In most cases, Oxycodone abuse causes long-term damage to the gastrointestinal tract, resulting in sometimes-permanent stomach disorders.
Most individuals will also experience a range of emotional and mental side-effects.
Emotional blunting – Users are unable to experience emotions at a normal intensity
Anxiety – Users experience increasing anxiety when not on the drug
Paranoia – Users may experience paranoia and delusions, especially during periods of prolonged heavy use
Depression – Many people experience periods of depression after periods of Oxycontin abuse
Individuals who are addicted to Oxycodone typically show symptoms of addiction, including changes in personality, hiding drugs and drug use, isolating themselves, and possibly lying and stealing to fund their drug habit.
Oxycodone withdrawal timelines will vary depending on whether the individual is taking a standard version of the drug or the more-common slow-release version, OxyContin. In addition, the severity, duration, and extent of Oxycodone withdrawal will vary depending on the individual, their dose, frequency of use, and duration of use.
In most cases, Oxycodone withdrawal will follow the following pattern:
Early Withdrawal – Individuals go into early withdrawal within 12-14 hours of their last dose, typically as the last of the drug leaves their system. Users begin to experience cold and flu symptoms, mood changes, agitation, restlessness, insomnia, and anxiety.
Withdrawal – Full withdrawal sets in after 24 hours and lasts up to two weeks. Initial symptoms worsen, individuals begin to experience moderate to severe stomach problems. Most will suffer nausea and vomiting, diarrhea, reduced appetite, and stomach pain. Anyone in this stage of withdrawal is at risk of dehydration and should seek out medical attention. Most will also experience increased agitation and anxiety, shivering, blurry vision, increased blood pressure, and discomfort. Most of these symptoms are discomfiting but not dangerous for anyone not suffering heart problems. These symptoms will begin to reduce after 3-7 days and will slowly fade out over 2 weeks.
Some rehabilitation centers will offer medically supported drug detox to reduce the severity of withdrawal symptoms.
Getting Help for Oxycodone Addiction
If you or a loved one is struggling with Oxycodone, there is help. While Oxycodone is prescribed to more than 14 million people in the United States, it’s also recognized as a highly addictive drug. Most doctors now prescribe it with risk mitigation strategies and many new formulas include anti-abuse measures. If you’re already addicted, none of these measures help. Rehabilitation will.

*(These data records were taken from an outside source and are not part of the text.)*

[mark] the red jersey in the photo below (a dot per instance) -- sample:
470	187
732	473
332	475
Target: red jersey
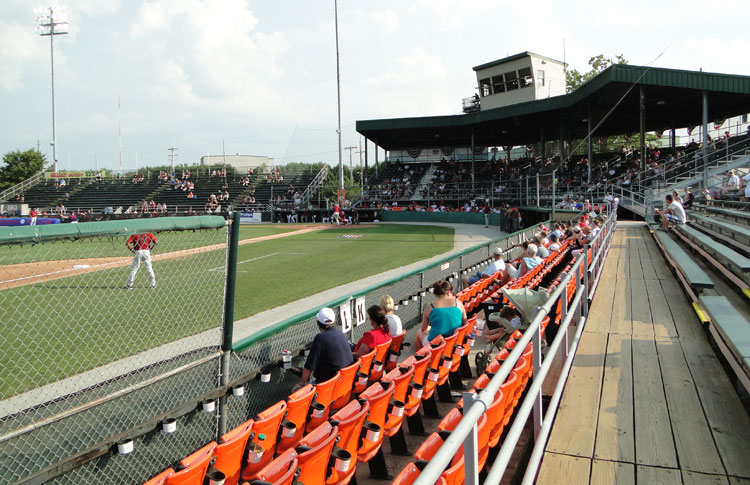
141	241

Drug addiction treatment will approach Oxycodone addiction from the ground up, treating the holistic person to determine underlying causes of addiction, triggers, and contributing behaviors. This allows you to work on the causes of addiction in counseling, cognitive behavioral therapy, and other forms of therapy to ensure you have the means to recover, move on, and live a happy life without oxycodone.